Koan: The Happy Chinaman

Thanks to all for your kind letters and well-wishing. The power and Internet is back on and all is well here. My neighbors still (Thursday morning) don’t have power, so there are still plenty of people going without. It must be a hundred times worse down south. Please direct your thoughts (and prayers if you do that) towards the hurricane victims.

We’ll wrap-up this week with a koan today and the Dhammapada tomorrow, and then get back to your letters and maybe a lesson or two next week.

Koan: The Happy Chinaman

Anyone walking about the many Chinatowns in America will observe statues of a stout fellow carrying a linen sack. Chinese merchants call him Happy Chinaman or Laughing Buddha.

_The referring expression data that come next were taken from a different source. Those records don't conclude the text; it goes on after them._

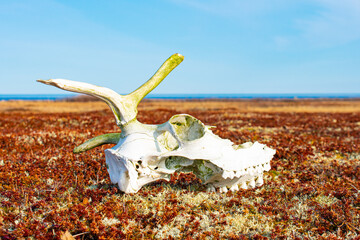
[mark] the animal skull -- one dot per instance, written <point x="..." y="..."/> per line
<point x="146" y="153"/>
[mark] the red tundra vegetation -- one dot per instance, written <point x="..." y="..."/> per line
<point x="312" y="190"/>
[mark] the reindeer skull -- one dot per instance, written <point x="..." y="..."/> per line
<point x="146" y="153"/>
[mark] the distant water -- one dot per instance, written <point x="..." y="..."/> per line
<point x="194" y="96"/>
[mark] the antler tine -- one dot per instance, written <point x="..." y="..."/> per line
<point x="113" y="99"/>
<point x="123" y="107"/>
<point x="169" y="65"/>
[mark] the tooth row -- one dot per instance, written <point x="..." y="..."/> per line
<point x="243" y="184"/>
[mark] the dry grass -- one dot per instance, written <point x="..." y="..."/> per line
<point x="311" y="106"/>
<point x="311" y="192"/>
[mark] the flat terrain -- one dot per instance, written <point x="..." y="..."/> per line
<point x="311" y="192"/>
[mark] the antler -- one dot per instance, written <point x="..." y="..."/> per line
<point x="123" y="107"/>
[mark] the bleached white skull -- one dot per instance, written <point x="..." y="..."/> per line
<point x="146" y="153"/>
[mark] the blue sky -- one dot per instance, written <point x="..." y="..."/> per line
<point x="230" y="46"/>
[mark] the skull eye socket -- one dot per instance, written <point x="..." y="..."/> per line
<point x="187" y="127"/>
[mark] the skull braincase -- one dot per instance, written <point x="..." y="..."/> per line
<point x="146" y="153"/>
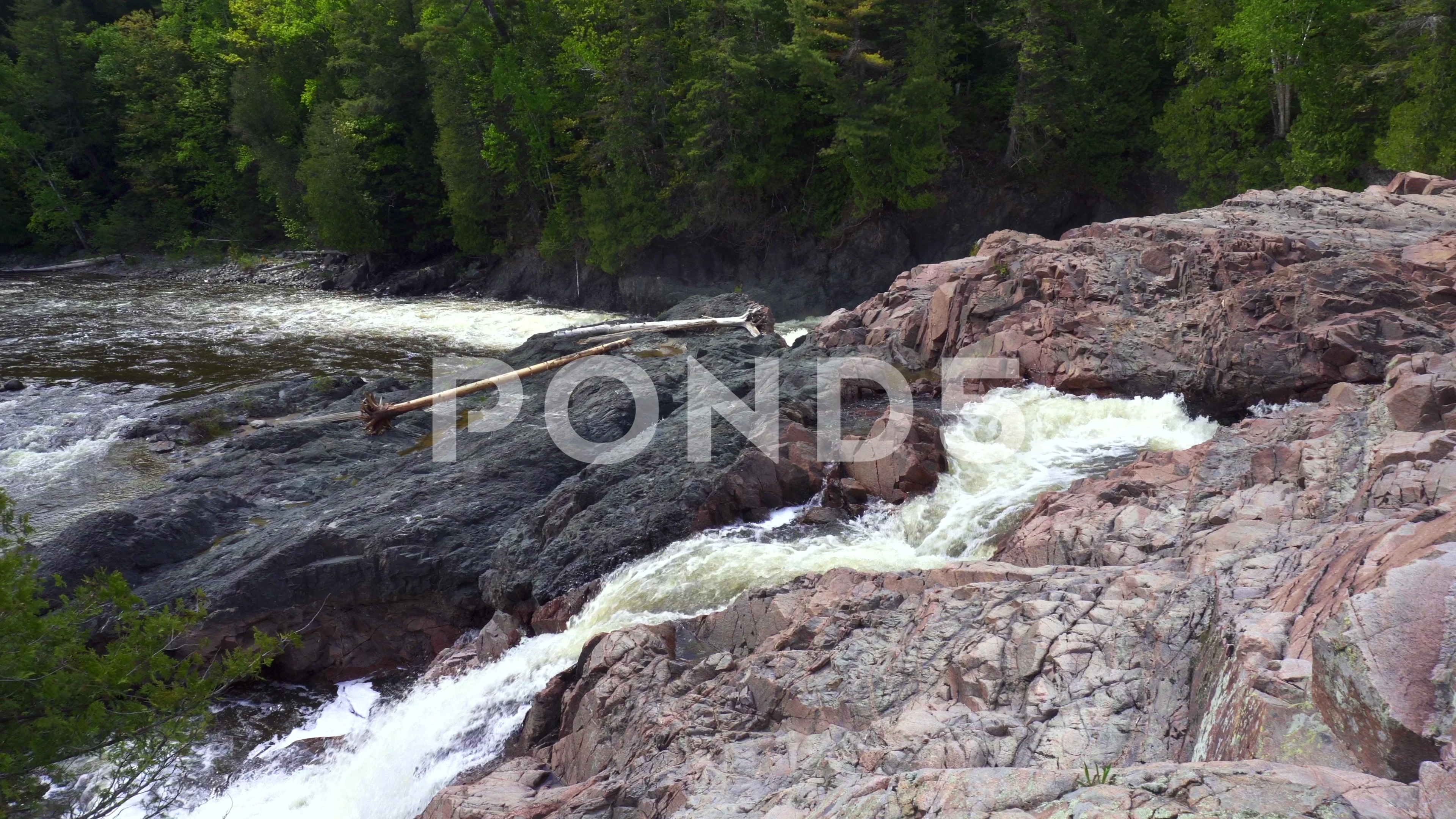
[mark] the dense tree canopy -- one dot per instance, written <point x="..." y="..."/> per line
<point x="592" y="127"/>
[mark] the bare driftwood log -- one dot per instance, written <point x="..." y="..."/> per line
<point x="66" y="266"/>
<point x="599" y="331"/>
<point x="379" y="416"/>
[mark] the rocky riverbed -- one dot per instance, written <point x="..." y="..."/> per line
<point x="1261" y="624"/>
<point x="1142" y="621"/>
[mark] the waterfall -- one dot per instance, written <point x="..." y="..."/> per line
<point x="410" y="750"/>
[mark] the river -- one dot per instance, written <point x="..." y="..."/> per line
<point x="397" y="753"/>
<point x="97" y="350"/>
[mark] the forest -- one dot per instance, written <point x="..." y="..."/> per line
<point x="589" y="129"/>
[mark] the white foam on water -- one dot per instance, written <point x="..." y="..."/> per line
<point x="468" y="324"/>
<point x="56" y="447"/>
<point x="344" y="715"/>
<point x="408" y="751"/>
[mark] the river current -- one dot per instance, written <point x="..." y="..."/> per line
<point x="97" y="350"/>
<point x="394" y="754"/>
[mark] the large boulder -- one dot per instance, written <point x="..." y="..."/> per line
<point x="1267" y="297"/>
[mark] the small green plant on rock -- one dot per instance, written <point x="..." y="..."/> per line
<point x="1095" y="776"/>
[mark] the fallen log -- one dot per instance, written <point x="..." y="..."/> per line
<point x="379" y="416"/>
<point x="66" y="266"/>
<point x="599" y="331"/>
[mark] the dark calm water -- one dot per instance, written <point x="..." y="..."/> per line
<point x="97" y="350"/>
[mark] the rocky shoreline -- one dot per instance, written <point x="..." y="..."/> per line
<point x="1263" y="624"/>
<point x="1266" y="621"/>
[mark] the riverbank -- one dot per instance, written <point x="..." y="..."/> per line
<point x="1159" y="596"/>
<point x="794" y="275"/>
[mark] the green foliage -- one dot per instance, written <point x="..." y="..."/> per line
<point x="1274" y="93"/>
<point x="94" y="681"/>
<point x="1417" y="41"/>
<point x="1095" y="776"/>
<point x="592" y="129"/>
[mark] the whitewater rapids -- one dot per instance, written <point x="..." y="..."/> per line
<point x="408" y="751"/>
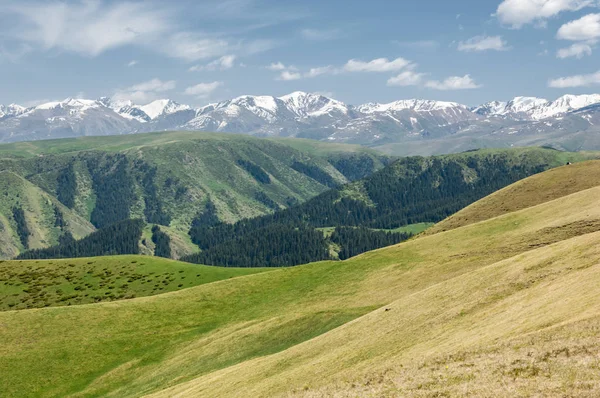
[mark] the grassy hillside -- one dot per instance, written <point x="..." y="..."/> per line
<point x="529" y="192"/>
<point x="46" y="218"/>
<point x="414" y="190"/>
<point x="503" y="307"/>
<point x="43" y="283"/>
<point x="168" y="178"/>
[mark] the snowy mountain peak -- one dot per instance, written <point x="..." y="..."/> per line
<point x="162" y="107"/>
<point x="490" y="108"/>
<point x="11" y="110"/>
<point x="411" y="104"/>
<point x="533" y="108"/>
<point x="312" y="105"/>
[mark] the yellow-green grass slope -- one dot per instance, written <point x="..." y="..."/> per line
<point x="495" y="302"/>
<point x="45" y="283"/>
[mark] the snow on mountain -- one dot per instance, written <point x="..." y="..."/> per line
<point x="313" y="105"/>
<point x="490" y="108"/>
<point x="162" y="107"/>
<point x="413" y="104"/>
<point x="533" y="108"/>
<point x="305" y="115"/>
<point x="11" y="110"/>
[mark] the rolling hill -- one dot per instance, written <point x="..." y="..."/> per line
<point x="163" y="178"/>
<point x="366" y="214"/>
<point x="404" y="128"/>
<point x="504" y="306"/>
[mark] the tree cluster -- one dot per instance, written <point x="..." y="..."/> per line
<point x="120" y="238"/>
<point x="162" y="243"/>
<point x="22" y="227"/>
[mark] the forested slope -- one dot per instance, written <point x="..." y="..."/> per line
<point x="168" y="178"/>
<point x="411" y="190"/>
<point x="503" y="307"/>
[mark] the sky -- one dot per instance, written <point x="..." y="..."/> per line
<point x="198" y="52"/>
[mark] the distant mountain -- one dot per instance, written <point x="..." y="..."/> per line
<point x="402" y="127"/>
<point x="75" y="186"/>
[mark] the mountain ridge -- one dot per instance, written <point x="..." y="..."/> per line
<point x="522" y="121"/>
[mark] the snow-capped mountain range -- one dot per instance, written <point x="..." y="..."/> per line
<point x="314" y="116"/>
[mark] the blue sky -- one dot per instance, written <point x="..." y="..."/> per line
<point x="196" y="52"/>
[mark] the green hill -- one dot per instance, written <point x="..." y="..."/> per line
<point x="38" y="284"/>
<point x="369" y="213"/>
<point x="44" y="219"/>
<point x="502" y="307"/>
<point x="168" y="178"/>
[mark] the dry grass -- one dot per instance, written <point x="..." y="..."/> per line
<point x="531" y="191"/>
<point x="514" y="328"/>
<point x="385" y="319"/>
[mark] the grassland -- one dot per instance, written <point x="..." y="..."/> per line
<point x="49" y="283"/>
<point x="191" y="168"/>
<point x="490" y="308"/>
<point x="132" y="141"/>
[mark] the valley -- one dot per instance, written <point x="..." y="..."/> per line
<point x="237" y="201"/>
<point x="79" y="185"/>
<point x="491" y="303"/>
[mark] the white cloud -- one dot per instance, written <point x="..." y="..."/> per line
<point x="287" y="75"/>
<point x="203" y="90"/>
<point x="517" y="13"/>
<point x="223" y="63"/>
<point x="418" y="44"/>
<point x="277" y="66"/>
<point x="322" y="70"/>
<point x="194" y="46"/>
<point x="453" y="83"/>
<point x="577" y="50"/>
<point x="406" y="78"/>
<point x="86" y="27"/>
<point x="376" y="65"/>
<point x="576" y="81"/>
<point x="483" y="43"/>
<point x="92" y="27"/>
<point x="155" y="85"/>
<point x="320" y="34"/>
<point x="145" y="92"/>
<point x="586" y="28"/>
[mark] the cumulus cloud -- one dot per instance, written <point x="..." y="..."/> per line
<point x="202" y="90"/>
<point x="322" y="70"/>
<point x="376" y="65"/>
<point x="453" y="83"/>
<point x="146" y="91"/>
<point x="223" y="63"/>
<point x="483" y="43"/>
<point x="92" y="27"/>
<point x="86" y="27"/>
<point x="288" y="75"/>
<point x="586" y="28"/>
<point x="321" y="34"/>
<point x="575" y="81"/>
<point x="279" y="66"/>
<point x="517" y="13"/>
<point x="577" y="50"/>
<point x="406" y="78"/>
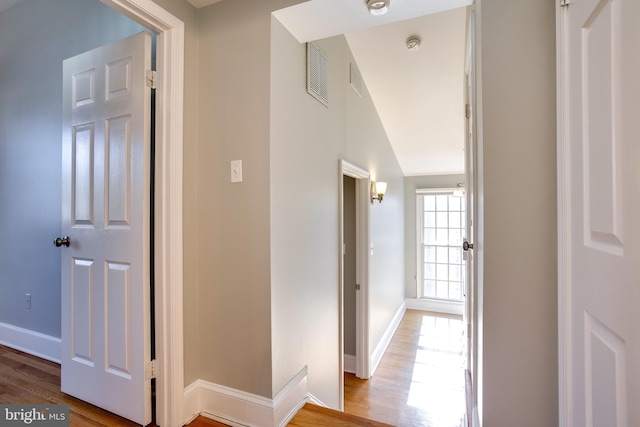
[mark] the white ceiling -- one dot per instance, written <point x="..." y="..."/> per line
<point x="418" y="95"/>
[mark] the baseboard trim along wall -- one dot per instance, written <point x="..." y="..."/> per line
<point x="239" y="409"/>
<point x="425" y="304"/>
<point x="378" y="352"/>
<point x="31" y="342"/>
<point x="349" y="363"/>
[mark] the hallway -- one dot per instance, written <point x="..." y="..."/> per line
<point x="420" y="380"/>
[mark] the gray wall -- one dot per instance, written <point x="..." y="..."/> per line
<point x="307" y="142"/>
<point x="36" y="36"/>
<point x="349" y="266"/>
<point x="411" y="184"/>
<point x="190" y="196"/>
<point x="518" y="196"/>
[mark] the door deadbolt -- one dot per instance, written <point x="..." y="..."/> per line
<point x="66" y="241"/>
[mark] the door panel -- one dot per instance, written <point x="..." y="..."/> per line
<point x="600" y="274"/>
<point x="105" y="270"/>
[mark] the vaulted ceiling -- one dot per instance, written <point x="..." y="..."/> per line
<point x="418" y="94"/>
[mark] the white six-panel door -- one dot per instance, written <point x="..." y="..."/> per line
<point x="105" y="212"/>
<point x="599" y="209"/>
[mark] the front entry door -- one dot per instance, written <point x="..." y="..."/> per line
<point x="599" y="213"/>
<point x="105" y="214"/>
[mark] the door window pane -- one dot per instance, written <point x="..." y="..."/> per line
<point x="443" y="226"/>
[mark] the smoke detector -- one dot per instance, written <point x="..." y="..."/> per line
<point x="413" y="43"/>
<point x="378" y="7"/>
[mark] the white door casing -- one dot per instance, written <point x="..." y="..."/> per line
<point x="471" y="299"/>
<point x="363" y="352"/>
<point x="598" y="211"/>
<point x="105" y="212"/>
<point x="170" y="61"/>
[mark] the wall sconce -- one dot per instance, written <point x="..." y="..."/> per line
<point x="377" y="191"/>
<point x="459" y="190"/>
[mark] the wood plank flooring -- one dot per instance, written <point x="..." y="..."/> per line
<point x="420" y="379"/>
<point x="28" y="379"/>
<point x="419" y="382"/>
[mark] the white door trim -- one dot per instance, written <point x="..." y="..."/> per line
<point x="363" y="352"/>
<point x="168" y="203"/>
<point x="564" y="222"/>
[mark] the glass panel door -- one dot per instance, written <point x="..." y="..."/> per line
<point x="442" y="228"/>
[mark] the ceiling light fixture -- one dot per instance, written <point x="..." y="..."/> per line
<point x="413" y="43"/>
<point x="378" y="7"/>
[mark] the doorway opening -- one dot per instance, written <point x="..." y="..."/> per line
<point x="354" y="297"/>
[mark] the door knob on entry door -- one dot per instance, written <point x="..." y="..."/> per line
<point x="62" y="241"/>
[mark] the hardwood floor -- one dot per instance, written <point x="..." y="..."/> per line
<point x="28" y="379"/>
<point x="419" y="382"/>
<point x="420" y="379"/>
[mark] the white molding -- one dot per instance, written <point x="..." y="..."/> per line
<point x="564" y="221"/>
<point x="350" y="363"/>
<point x="31" y="342"/>
<point x="433" y="305"/>
<point x="169" y="164"/>
<point x="363" y="204"/>
<point x="377" y="354"/>
<point x="238" y="408"/>
<point x="312" y="399"/>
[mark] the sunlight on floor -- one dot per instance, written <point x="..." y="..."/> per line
<point x="437" y="384"/>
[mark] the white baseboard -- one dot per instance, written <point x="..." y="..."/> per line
<point x="378" y="352"/>
<point x="349" y="363"/>
<point x="239" y="409"/>
<point x="312" y="399"/>
<point x="31" y="342"/>
<point x="425" y="304"/>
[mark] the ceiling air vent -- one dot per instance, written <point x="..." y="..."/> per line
<point x="317" y="74"/>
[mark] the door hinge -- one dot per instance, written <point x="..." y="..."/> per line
<point x="152" y="79"/>
<point x="150" y="370"/>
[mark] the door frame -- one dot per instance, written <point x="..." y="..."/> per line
<point x="564" y="220"/>
<point x="363" y="202"/>
<point x="168" y="203"/>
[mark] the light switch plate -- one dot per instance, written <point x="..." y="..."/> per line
<point x="236" y="171"/>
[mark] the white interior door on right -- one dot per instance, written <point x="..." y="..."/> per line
<point x="599" y="212"/>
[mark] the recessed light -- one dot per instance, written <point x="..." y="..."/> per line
<point x="378" y="7"/>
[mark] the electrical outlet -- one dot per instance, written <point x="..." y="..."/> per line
<point x="236" y="171"/>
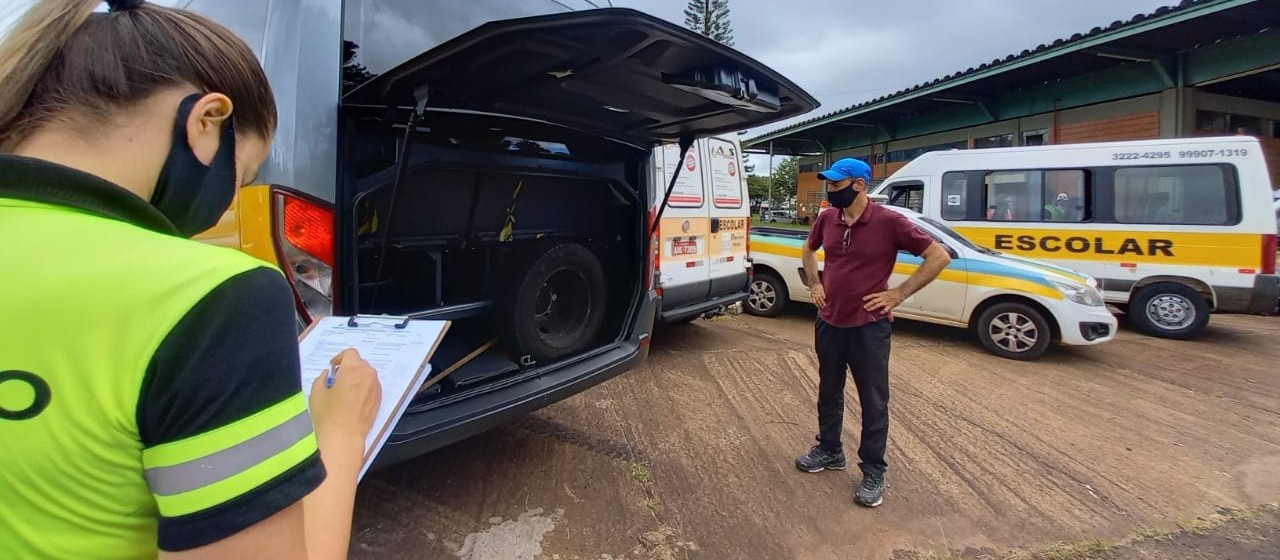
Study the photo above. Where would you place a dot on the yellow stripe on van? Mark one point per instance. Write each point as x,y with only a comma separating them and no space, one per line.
952,275
984,280
1224,249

This Hotei lived in the T’ang dynasty. He had no desire to call himself a Zen master or to gather many disciples about him. Instead he walked the streets with a big sack into which he would put gifts of candy, fruit, or doughnuts. These he would give to children who gathered around him in play. He established a kindergarten of the streets.

Whenever he met a Zen devotee he would extend his hand and say: “Give me one penny.” And if anyone asked him to return to a temple to teach others, again he would reply: “Give me one penny.”

Once he was about his play-work another Zen master happened along and inquired: “What is the significance of Zen?”

Hotei immediately plopped his sack down on the ground in silent answer.

“Then,” asked the other, “what is the actualization of Zen?”

At once the Happy Chinaman swung the sack over his shoulder and continued on his way.